I also substitute the peanut butter and honey with hard salami, cheese and mustard. Do your best to find cheese in single-serving packs that don’t require refrigeration. Some of the cheese will say on the package “require refrigeration.” These usually last for 2 to 4 days before spoiling (depending on temps). No-frig cheese can be hard to find, Hickory Farms and Jack Links make it. Also, Velveeta brand cheese and other American cheese products need no refrigeration.

My dinners have always been Mountain House Pro Pak 16-ounce meals, which only require 1-½ cups of boiling water. If you are a bigger guy, say 180 pounds plus, go for the standard “serves 2” 20-ounce size pouch. My favorite hands down is spaghetti and meat sauce, followed by lasagna (but it can stick to your fork), and grilled chicken breast with mashed potatoes. I can eat the spaghetti for three or more days. The others I can handle for two days or so before my taste buds turn.

I also pack instant coffee and tea bags (decaf tea for nighttime) and some hot chocolate when I know it’ll be chilly.

Step 10: Prevent Altitude Sickness

If you know you’re prone to altitude sickness, be sure to camp at a lower elevation (usually the trailhead and below 8,000 feet) for at least one to two days before heading out on the trail.
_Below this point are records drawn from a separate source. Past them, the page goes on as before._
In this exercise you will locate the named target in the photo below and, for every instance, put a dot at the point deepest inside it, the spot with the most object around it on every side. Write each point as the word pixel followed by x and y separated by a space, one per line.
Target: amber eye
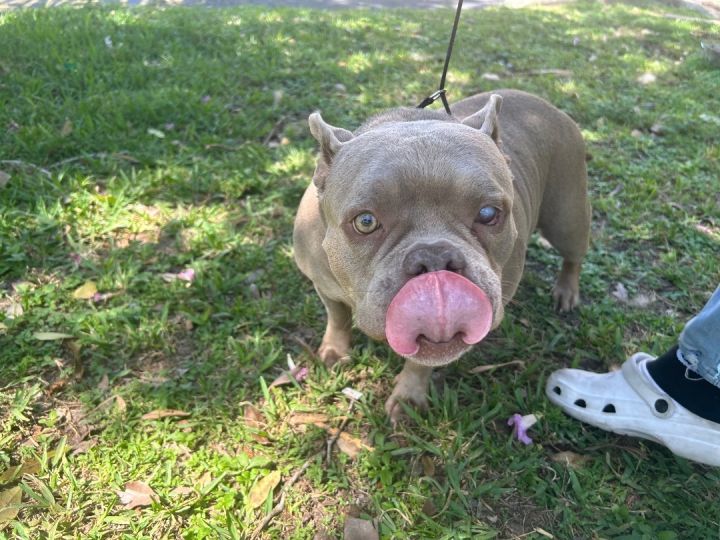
pixel 488 215
pixel 365 223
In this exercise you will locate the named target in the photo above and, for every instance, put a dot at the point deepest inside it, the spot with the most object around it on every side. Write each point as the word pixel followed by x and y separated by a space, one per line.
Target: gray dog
pixel 418 223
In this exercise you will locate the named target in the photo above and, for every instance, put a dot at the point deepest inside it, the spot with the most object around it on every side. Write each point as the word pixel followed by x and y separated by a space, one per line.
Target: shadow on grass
pixel 201 124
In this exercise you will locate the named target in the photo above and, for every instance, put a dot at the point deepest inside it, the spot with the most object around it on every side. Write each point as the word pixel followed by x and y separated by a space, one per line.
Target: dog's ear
pixel 486 119
pixel 329 137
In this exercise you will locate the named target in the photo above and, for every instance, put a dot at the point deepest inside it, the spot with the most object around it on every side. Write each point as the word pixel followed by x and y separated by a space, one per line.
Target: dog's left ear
pixel 486 119
pixel 331 138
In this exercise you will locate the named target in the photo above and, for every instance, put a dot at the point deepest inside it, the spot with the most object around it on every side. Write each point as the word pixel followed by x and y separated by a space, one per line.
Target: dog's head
pixel 418 209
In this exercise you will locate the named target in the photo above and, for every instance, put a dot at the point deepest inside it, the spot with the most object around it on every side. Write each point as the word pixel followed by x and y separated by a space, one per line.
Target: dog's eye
pixel 365 223
pixel 488 215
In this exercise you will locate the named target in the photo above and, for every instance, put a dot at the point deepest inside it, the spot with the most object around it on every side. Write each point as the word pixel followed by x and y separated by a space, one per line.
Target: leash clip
pixel 432 98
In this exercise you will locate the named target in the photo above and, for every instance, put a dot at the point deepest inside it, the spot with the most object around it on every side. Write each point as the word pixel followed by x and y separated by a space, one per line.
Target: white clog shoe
pixel 628 402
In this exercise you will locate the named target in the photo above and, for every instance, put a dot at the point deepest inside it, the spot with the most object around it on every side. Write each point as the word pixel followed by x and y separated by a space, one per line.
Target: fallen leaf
pixel 658 129
pixel 647 78
pixel 67 128
pixel 136 494
pixel 299 419
pixel 10 474
pixel 298 373
pixel 181 491
pixel 164 413
pixel 255 419
pixel 187 275
pixel 359 529
pixel 120 404
pixel 428 466
pixel 552 71
pixel 350 445
pixel 253 416
pixel 50 336
pixel 642 300
pixel 57 386
pixel 156 133
pixel 14 310
pixel 9 505
pixel 620 293
pixel 259 493
pixel 490 367
pixel 571 459
pixel 204 480
pixel 521 424
pixel 83 446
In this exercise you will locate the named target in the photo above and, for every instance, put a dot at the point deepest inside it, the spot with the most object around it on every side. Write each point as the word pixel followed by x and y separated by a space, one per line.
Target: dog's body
pixel 423 197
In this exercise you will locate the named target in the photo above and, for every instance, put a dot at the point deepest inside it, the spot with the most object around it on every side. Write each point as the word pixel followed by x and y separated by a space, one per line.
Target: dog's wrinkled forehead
pixel 413 155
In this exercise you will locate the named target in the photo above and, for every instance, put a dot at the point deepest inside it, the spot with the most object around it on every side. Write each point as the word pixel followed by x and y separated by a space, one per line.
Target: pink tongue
pixel 437 305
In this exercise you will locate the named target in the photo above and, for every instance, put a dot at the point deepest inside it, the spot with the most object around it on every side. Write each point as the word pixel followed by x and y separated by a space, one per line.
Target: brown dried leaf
pixel 10 474
pixel 86 291
pixel 84 446
pixel 299 419
pixel 181 491
pixel 136 494
pixel 253 417
pixel 571 459
pixel 10 500
pixel 359 529
pixel 4 179
pixel 259 493
pixel 350 445
pixel 67 128
pixel 490 367
pixel 203 480
pixel 428 466
pixel 50 336
pixel 164 413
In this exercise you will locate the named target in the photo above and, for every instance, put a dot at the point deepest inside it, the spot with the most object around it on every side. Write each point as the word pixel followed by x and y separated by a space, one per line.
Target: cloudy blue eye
pixel 488 215
pixel 365 223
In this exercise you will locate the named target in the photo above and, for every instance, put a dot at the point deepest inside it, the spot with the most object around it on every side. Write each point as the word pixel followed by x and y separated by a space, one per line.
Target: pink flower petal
pixel 520 426
pixel 186 275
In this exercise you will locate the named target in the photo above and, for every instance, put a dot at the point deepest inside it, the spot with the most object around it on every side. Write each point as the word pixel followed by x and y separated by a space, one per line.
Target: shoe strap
pixel 661 405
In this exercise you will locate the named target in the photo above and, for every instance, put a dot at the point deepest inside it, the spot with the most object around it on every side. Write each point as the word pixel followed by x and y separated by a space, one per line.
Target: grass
pixel 142 142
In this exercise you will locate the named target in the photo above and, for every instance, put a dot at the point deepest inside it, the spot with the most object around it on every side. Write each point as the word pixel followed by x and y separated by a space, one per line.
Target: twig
pixel 99 155
pixel 281 503
pixel 274 131
pixel 19 163
pixel 332 440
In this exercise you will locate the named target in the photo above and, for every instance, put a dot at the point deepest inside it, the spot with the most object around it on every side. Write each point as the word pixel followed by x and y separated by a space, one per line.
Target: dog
pixel 417 224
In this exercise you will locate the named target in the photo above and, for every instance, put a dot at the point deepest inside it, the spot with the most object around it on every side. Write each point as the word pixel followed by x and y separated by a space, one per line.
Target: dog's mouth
pixel 440 353
pixel 435 317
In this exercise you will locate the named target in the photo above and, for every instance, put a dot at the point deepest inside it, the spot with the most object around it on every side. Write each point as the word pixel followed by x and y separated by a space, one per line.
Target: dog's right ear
pixel 331 139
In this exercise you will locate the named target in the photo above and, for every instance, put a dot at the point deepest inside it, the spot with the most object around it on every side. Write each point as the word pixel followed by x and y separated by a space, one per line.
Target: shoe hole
pixel 661 406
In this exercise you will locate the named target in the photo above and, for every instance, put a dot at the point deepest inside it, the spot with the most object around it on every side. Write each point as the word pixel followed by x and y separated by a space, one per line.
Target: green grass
pixel 120 206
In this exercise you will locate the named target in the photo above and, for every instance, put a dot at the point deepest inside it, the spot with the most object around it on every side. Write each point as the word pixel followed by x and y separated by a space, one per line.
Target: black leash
pixel 440 93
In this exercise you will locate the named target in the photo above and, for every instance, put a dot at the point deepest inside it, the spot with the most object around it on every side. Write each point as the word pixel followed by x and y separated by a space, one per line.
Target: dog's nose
pixel 424 258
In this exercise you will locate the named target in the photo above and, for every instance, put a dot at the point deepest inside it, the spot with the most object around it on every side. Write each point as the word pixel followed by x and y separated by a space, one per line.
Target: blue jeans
pixel 699 344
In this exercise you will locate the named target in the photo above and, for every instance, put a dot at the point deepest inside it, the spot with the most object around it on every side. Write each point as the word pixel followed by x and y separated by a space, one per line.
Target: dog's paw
pixel 333 353
pixel 565 297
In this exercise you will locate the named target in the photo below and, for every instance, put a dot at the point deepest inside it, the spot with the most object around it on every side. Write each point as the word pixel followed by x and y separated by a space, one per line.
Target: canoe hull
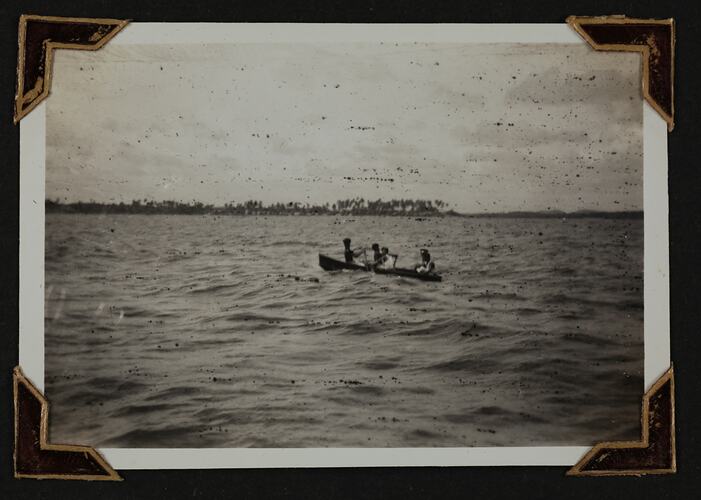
pixel 329 264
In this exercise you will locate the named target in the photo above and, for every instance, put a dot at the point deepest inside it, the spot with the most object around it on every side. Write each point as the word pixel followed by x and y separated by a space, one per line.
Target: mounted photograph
pixel 345 243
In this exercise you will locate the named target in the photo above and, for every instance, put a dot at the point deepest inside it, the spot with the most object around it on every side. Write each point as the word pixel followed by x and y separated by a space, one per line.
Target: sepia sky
pixel 485 128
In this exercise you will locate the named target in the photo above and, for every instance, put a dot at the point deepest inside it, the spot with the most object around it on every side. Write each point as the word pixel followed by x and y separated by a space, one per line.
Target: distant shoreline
pixel 385 209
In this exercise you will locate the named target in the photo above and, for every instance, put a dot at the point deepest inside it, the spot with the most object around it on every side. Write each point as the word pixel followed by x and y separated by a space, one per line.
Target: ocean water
pixel 204 331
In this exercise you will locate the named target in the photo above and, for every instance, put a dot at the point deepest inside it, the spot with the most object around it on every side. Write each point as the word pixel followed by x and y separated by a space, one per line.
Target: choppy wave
pixel 188 331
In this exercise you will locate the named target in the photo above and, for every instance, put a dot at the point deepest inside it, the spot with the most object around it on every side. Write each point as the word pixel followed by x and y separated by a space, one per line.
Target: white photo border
pixel 32 220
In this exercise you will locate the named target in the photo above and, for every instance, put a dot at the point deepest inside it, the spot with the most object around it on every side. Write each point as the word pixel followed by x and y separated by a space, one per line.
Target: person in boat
pixel 349 253
pixel 427 265
pixel 376 254
pixel 387 260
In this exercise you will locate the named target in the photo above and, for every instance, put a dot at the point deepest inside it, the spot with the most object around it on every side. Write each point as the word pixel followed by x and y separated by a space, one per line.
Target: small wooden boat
pixel 329 264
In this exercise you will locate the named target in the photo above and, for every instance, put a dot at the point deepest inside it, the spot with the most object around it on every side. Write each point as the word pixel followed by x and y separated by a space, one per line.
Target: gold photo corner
pixel 653 39
pixel 655 453
pixel 38 37
pixel 34 457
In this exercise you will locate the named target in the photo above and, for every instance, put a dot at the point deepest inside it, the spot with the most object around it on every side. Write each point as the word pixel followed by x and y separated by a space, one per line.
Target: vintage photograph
pixel 343 245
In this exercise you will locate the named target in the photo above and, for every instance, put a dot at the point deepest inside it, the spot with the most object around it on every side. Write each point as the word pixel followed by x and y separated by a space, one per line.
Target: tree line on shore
pixel 352 206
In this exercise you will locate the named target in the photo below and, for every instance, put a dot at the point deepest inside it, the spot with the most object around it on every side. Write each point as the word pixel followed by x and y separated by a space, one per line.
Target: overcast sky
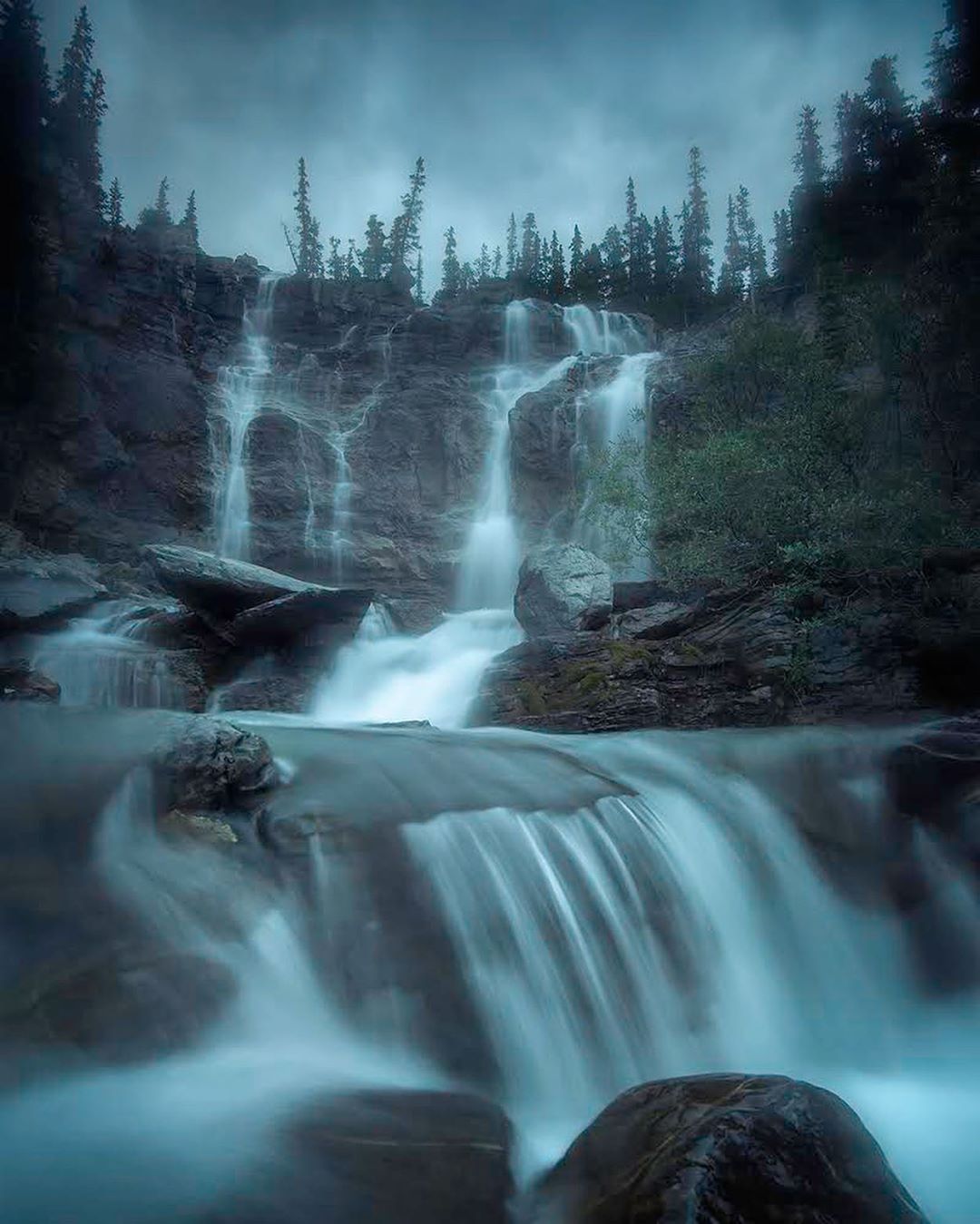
pixel 544 105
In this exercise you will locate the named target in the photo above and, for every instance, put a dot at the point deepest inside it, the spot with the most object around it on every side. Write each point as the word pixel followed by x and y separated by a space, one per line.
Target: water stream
pixel 608 909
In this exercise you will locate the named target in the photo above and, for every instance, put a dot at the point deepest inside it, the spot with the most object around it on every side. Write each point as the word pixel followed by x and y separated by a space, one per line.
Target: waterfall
pixel 103 660
pixel 491 558
pixel 241 396
pixel 603 332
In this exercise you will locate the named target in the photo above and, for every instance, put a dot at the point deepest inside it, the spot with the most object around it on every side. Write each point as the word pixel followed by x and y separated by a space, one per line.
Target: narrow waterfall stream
pixel 544 919
pixel 241 395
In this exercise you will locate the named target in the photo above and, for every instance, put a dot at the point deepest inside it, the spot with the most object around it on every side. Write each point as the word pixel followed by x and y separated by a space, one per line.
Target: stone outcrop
pixel 726 1149
pixel 38 590
pixel 562 588
pixel 390 1157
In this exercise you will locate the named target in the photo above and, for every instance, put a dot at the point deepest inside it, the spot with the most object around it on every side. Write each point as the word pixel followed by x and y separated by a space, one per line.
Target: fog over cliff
pixel 544 107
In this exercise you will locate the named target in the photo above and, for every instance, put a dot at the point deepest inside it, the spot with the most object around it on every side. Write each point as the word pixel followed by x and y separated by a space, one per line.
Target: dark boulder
pixel 203 763
pixel 305 616
pixel 38 589
pixel 662 620
pixel 214 586
pixel 562 588
pixel 386 1157
pixel 724 1150
pixel 20 682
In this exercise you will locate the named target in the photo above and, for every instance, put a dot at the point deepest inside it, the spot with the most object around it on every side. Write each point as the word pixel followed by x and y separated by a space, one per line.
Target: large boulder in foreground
pixel 386 1157
pixel 724 1150
pixel 561 589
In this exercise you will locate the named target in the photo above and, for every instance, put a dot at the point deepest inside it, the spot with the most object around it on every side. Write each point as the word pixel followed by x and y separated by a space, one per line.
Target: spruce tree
pixel 733 266
pixel 337 259
pixel 754 269
pixel 632 240
pixel 452 272
pixel 782 248
pixel 614 263
pixel 557 285
pixel 115 206
pixel 664 261
pixel 576 257
pixel 25 107
pixel 405 229
pixel 375 253
pixel 512 248
pixel 695 241
pixel 530 252
pixel 309 248
pixel 189 221
pixel 351 272
pixel 807 202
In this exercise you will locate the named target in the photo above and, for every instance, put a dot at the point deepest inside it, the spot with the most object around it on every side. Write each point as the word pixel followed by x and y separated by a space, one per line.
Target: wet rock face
pixel 562 588
pixel 726 1149
pixel 389 1157
pixel 20 682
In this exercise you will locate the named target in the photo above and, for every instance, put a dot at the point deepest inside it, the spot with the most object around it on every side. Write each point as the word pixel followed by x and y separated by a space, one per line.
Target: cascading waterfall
pixel 492 554
pixel 435 677
pixel 603 332
pixel 241 395
pixel 104 660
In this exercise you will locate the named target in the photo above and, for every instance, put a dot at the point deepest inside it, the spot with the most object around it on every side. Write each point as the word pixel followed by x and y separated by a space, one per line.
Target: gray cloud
pixel 520 104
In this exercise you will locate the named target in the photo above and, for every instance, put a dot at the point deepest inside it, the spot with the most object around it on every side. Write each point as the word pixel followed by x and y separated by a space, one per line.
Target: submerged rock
pixel 20 682
pixel 206 763
pixel 38 589
pixel 563 588
pixel 386 1157
pixel 726 1150
pixel 218 588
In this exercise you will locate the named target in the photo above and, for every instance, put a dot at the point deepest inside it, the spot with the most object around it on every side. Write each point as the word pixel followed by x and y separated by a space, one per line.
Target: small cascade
pixel 389 677
pixel 340 519
pixel 492 553
pixel 103 660
pixel 241 396
pixel 610 333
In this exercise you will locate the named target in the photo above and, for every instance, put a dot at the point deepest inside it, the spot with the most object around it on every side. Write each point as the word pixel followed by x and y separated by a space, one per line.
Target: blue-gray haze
pixel 515 104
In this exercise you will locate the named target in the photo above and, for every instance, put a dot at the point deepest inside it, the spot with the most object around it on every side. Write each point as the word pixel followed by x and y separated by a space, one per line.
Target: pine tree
pixel 25 107
pixel 754 269
pixel 158 214
pixel 695 240
pixel 733 266
pixel 782 256
pixel 614 262
pixel 530 252
pixel 512 248
pixel 351 272
pixel 190 220
pixel 664 259
pixel 405 229
pixel 115 206
pixel 309 246
pixel 375 253
pixel 632 240
pixel 337 259
pixel 452 272
pixel 557 285
pixel 576 257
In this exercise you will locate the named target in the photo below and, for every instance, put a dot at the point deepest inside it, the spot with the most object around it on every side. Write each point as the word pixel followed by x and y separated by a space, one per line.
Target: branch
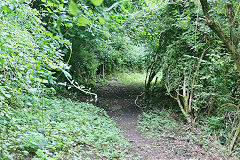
pixel 216 27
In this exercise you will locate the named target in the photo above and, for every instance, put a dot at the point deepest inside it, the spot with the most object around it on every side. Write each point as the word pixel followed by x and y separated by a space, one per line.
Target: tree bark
pixel 231 41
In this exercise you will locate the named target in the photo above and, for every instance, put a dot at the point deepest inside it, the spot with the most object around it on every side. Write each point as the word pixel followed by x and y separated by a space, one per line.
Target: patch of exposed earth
pixel 119 101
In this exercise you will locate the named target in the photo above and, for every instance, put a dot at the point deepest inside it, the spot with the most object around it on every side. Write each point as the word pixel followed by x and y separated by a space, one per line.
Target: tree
pixel 230 39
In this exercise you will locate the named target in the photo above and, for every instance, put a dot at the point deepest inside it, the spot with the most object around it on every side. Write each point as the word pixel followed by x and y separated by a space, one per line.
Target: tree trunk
pixel 230 41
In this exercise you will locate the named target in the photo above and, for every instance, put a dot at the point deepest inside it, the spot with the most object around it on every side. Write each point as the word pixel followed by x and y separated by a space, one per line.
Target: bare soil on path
pixel 119 101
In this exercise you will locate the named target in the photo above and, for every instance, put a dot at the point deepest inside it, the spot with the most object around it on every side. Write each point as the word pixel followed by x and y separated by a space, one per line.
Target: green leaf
pixel 83 21
pixel 97 2
pixel 101 20
pixel 2 61
pixel 67 74
pixel 73 9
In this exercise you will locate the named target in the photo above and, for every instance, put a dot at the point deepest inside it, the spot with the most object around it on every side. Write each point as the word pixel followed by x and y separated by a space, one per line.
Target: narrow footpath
pixel 119 101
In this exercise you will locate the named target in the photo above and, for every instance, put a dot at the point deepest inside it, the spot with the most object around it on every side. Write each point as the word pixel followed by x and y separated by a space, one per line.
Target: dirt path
pixel 118 100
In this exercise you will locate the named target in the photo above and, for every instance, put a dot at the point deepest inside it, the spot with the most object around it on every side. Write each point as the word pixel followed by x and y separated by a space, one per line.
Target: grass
pixel 162 123
pixel 129 78
pixel 51 128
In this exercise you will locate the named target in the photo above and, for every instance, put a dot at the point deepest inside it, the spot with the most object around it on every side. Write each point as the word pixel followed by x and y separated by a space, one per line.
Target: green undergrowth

This effectively acclimates your brain to the “thinner air” and lower oxygen levels. Symptoms of altitude sickness include headache (throbbing kind), loss of appetite, stomach sickness, vomiting, feeling weak and lazy, not sleeping well and feeling dizzy. Any time you feel the effects of altitude sickness coming on, get to lower ground immediately until symptoms subside. If the symptoms are mild, you can usually stay at your current elevation, but you must exert yourself little, if any, and drink lots of liquids until your body becomes acclimated and symptoms go away.

Consuming a lot of carbohydrates prior to and during your trip can help as well. This includes eating lots of breads, cereals, rice and pasta.

Also, you can ask your doctor to prescribe acetazolamide (Diamox). This speeds up how fast your body gets used to the higher altitude. Wilderness Athlete has a product called Hy-Alititude Advantage. I know a couple people that have used this with amazing success.

Preparation is your biggest ally when hunting the backcountry. The better you plan, the smoother your trip will likely go. By addressing each important factor in this article, I’m certain your next wilderness foray will provide positive, lasting memories. Eventually, you’ll come to enjoy hunting and living in the wilderness. When this happens, consistent bowhunting success will follow.